Well ... maybe so. But we were there to cover the Boat Race, not to act crazy.

And certainly not to kill Fishhead boys ... although Skinner was so crazed on whiskey that for a while I thought he really was going to kill that skinny bleeder he ran down out there in the parking lot.

"You screwhead bastard!" he was yelling. Then I heard the awful smack of bone against bone .... The sound drove me wild; somewhere in that madness I recall a flash of remorse, but it had to be very brief. My last coherent thought before we made physical contact with these people was, Why are we doing this?

There was not much time to think. All of a sudden the whole airport came alive with the sounds of violence. A pitiful cry drifted in from the palm-shrouded darkness of the parking lot as Skinner made his hit ... and then I crashed into the fat boy at top speed, leg-whipping him in the groin as we collided and then tumbled wildly across the tile floor and into the wall of the Avis booth.

I grabbed him by the hair and bit deeply into the flesh on the side of his neck. The sudden taste of hot blood caused me to bite him twice again before he went stiff and started making sounds like a chicken. I got a grip on his hair and dragged him out to the parking lot, where I heard Skinner still whipping on the other one.

"Let's tie these bastards to a tree and play hurricane," I said. He was still kicking the body of the unconscious thief -- but he heard what I said, and smiled.

So we lashed these two Fishhead boys to a palm tree with some yellow nylon cord from my diving bag; then we beat them with tree limbs for twenty or thirty minutes. Finally, when we were too exhausted to whip on them anymore, I wanted to cut off their thumbs with the bone knife, but Skinner said it would be wrong.

***

Later, in my penthouse suite at the Pier House, I felt vaguely unsatisfied.

"We don't need it," Skinner insisted. "The joke's over when you start mutilating people -- hacking off thumbs and weird shit like that.

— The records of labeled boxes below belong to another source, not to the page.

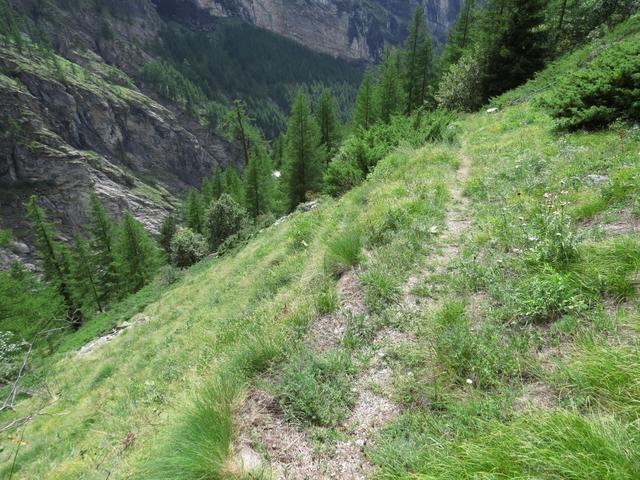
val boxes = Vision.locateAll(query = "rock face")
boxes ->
[0,0,235,268]
[154,0,462,60]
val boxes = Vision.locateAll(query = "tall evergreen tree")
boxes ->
[483,0,548,99]
[316,88,340,162]
[71,236,104,312]
[158,213,178,258]
[352,68,377,130]
[27,195,83,330]
[184,190,204,233]
[284,92,322,210]
[404,4,427,114]
[224,165,244,205]
[87,192,118,304]
[441,0,478,70]
[376,49,404,123]
[226,99,257,165]
[114,211,158,293]
[243,144,274,218]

We're not in Damascus, Doc. Get a grip on yourself."

I shrugged. Why not? Why push it?

Skinner was drinking heavily now, but his mind seemed clear. "There could be a few questions when they find those boys tied up to that tree in the morning," he said.

"Never mind that," I told him. ”We have work to do in the morning; we have our own questions to ask."

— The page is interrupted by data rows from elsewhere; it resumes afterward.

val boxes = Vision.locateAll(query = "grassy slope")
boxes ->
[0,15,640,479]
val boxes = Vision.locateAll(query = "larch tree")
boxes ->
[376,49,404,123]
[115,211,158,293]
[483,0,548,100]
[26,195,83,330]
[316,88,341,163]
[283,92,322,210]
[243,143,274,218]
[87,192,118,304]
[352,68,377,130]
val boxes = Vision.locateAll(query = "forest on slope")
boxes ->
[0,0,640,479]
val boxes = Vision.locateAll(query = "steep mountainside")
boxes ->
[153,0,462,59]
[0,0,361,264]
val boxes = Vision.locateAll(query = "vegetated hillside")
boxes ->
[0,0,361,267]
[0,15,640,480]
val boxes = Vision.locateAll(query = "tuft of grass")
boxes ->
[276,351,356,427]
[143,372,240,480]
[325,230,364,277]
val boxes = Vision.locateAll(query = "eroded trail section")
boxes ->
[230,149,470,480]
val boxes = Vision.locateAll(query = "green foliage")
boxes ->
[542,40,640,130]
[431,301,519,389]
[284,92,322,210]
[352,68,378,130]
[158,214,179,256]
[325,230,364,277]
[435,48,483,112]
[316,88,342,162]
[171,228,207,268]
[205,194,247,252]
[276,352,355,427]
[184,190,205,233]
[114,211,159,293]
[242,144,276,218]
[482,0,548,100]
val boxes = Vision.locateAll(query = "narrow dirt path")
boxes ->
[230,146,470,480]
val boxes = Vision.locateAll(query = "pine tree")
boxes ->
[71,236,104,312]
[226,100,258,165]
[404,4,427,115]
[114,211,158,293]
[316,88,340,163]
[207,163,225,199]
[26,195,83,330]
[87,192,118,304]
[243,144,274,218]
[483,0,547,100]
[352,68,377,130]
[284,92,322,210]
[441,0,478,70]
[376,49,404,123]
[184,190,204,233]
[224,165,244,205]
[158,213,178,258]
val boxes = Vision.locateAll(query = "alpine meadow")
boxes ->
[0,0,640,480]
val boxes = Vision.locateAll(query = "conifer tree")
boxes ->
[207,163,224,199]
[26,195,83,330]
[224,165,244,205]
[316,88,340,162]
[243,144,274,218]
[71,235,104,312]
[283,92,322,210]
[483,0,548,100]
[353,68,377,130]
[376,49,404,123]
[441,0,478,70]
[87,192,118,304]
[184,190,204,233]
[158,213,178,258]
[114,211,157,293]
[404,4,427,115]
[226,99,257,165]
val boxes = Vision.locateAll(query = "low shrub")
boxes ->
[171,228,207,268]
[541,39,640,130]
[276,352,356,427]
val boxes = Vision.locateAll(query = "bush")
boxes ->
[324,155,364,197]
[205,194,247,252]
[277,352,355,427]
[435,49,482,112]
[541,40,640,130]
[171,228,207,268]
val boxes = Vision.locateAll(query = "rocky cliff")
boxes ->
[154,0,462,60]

He stared into his drink for a long moment. "Ah yes,” he said finally, “The Race.”

***

Indeed. We were there to cover the boat race -- big off-shore boomers like Cigarettes and Scarabs and Panteras, ninety miles an hour on the open sea. When I asked if I could ride in one of the race boats, the driver replied, “Sure you can -- but if you have any fillings in your teeth, you'll probably lose them.”

“What?”

“That’s right,” he said. “We kick ass. We never slow down.”

"Okay," I said. "I guess I'll ride with you."

The driver looked up at me from his seat in the cockpit of the boat. It was forty feet long and the whole rear end was two 300-horsepower Chrysler engines. "No you won't," he said after waiting a moment while Skinner took some pictures of his boat. "It's against the rules."

Skinner spit down into the cockpit. "Fuck you, man," he said. "We're riding on this boat. We're taking it to Cuba."

The driver seized a wrench handle and quickly stood up in the cockpit. "You conch bastard!" he snarled. "You spit on my boat!"

Skinner was wearing three Nikons around his neck, and I grabbed him by one of the straps. "Are you sick?" I said quietly. "Is this how you act when I finally get you a decent assignment?"